What if time was backwards?  For instance, what if, instead of growing older, we were growing younger?  If a building once built was old, but got younger just because it happened to be there when we were born? It's confusing, isn't it?  Wouldn't it be strange if there was no time at all?  If people ate when they were hungry, slept when they were tired, and worked when they were not doing the other two?  That would be an odd world.

"This thing all things devours:
Birds, beasts, trees, flowers;
Gnaws iron, bites steel;
Grinds hard stones to meal;
Slays king, ruins town,
And beats high mountain down."

[Gollum's riddle to Bilbo, from The Hobbit, by J.R.R. Tolkien] --if you don't know the answer to this, try and guess! leave your comments. :)

If there was no time, would we all live forever?  In heaven there is no time, but in Earth, we are bound by time. We must awake at a certain hour, be off to work at another, eat lunch between such and such a time, make sure dinner is on the table at this hour, you must get so many hours of sleep... and it all starts over.  And yet, this time during which we do pretty much the same things over and over again, is so filled with interesting things that we never truly experience something awful called monotony. The poor person who does encounter monotony during his journey through Life (or Time) must have so much taken out of his life in order to make it monotonous.  This is what his schedule would look:

Sleep.
Eat.
Work.
Eat.
Work.
Eat.
Sleep.
[repeat]  He eats the same thing for Breakfast, the same thing for Lunch, and the same thing for Dinner.  At work he does the same thing.  When he sleeps he never dreams.  His imagination is dead, and a reality colder than real reality has seemed to grip his mind.  What a sad life!

There is no monotony (or there should not be) for a Christian.  Every day we are challenged in different and sometimes interesting ways.  We are every day seeking new ways to serve our King, and every day we wake and exclaim: "This is the day that the Lord has made - Let us rejoice and be glad in it!"  If an Intelligent Designer made the Earth with so much beauty and so many happenings in nature, how can a human, who is so much more beloved than the sparrow [Matthew 10:29-31], experience of a life of monotony while serving Him? It's really impossible.  Monotony implies boredom; dullness.  If we really find the Christian life so bored and dull, then something is seriously wrong with our relationship with Christ.

In case you were wondering, I didn't have anywhere I was going with this.  I was just writing down my train of thought as it came. :-)  Comment with any further ideas or comments or anything.

2 comments:

A Voice From Now said...

The answer to the riddle is time, the most inexorable and unstoppable force of nature.

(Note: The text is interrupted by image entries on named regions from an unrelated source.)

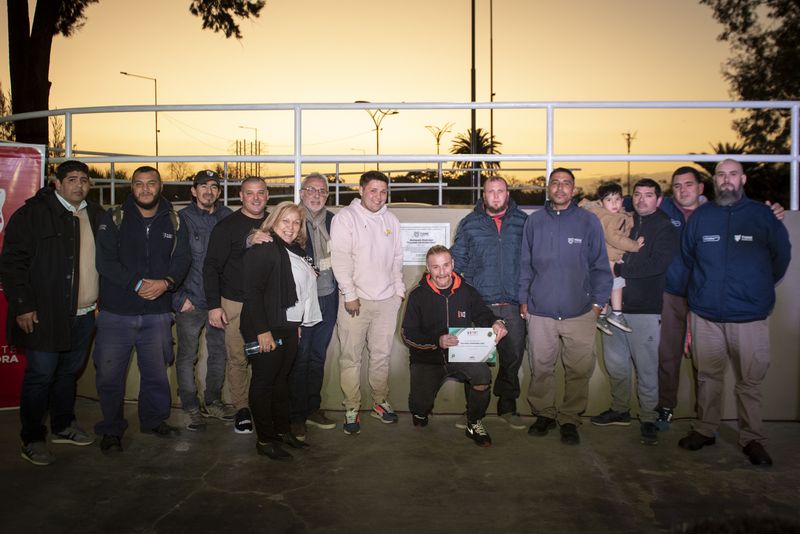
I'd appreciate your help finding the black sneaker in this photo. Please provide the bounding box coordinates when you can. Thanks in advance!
[742,440,772,466]
[145,421,181,438]
[233,408,253,434]
[561,423,581,445]
[464,419,492,447]
[656,407,672,432]
[678,430,717,451]
[589,409,631,426]
[411,414,428,427]
[639,423,658,445]
[100,434,122,454]
[528,415,556,436]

These are some profound questions you've raised, but I'm afraid a person can have a good relationship with Christ and still be bound in monotony because of things around them.

Ruby Jean Hopkins said...

Hello!

I think that the point I was trying to make was that life itself shouldn't be monotonous. After thinking and talking about it more with some people, I do realize there are times when God sort of takes us into a desert, where nothing happens and it seems like God is silent, but perhaps he's really testing our faith.

Something like this might be remotely monotonous, but given everything else that happens in life, my personal opinion is that it depends on the person's perspective. He can be bored because he wants so much more than what he has, or he can learn to take interest in the things that are happening around him.

Thanks for your comment - it made me think, and I am probably not totally right, but it's my perspective on things, and I'm still thinking through it. :) Feel free to post any other thoughts you have! I am open to new ideas.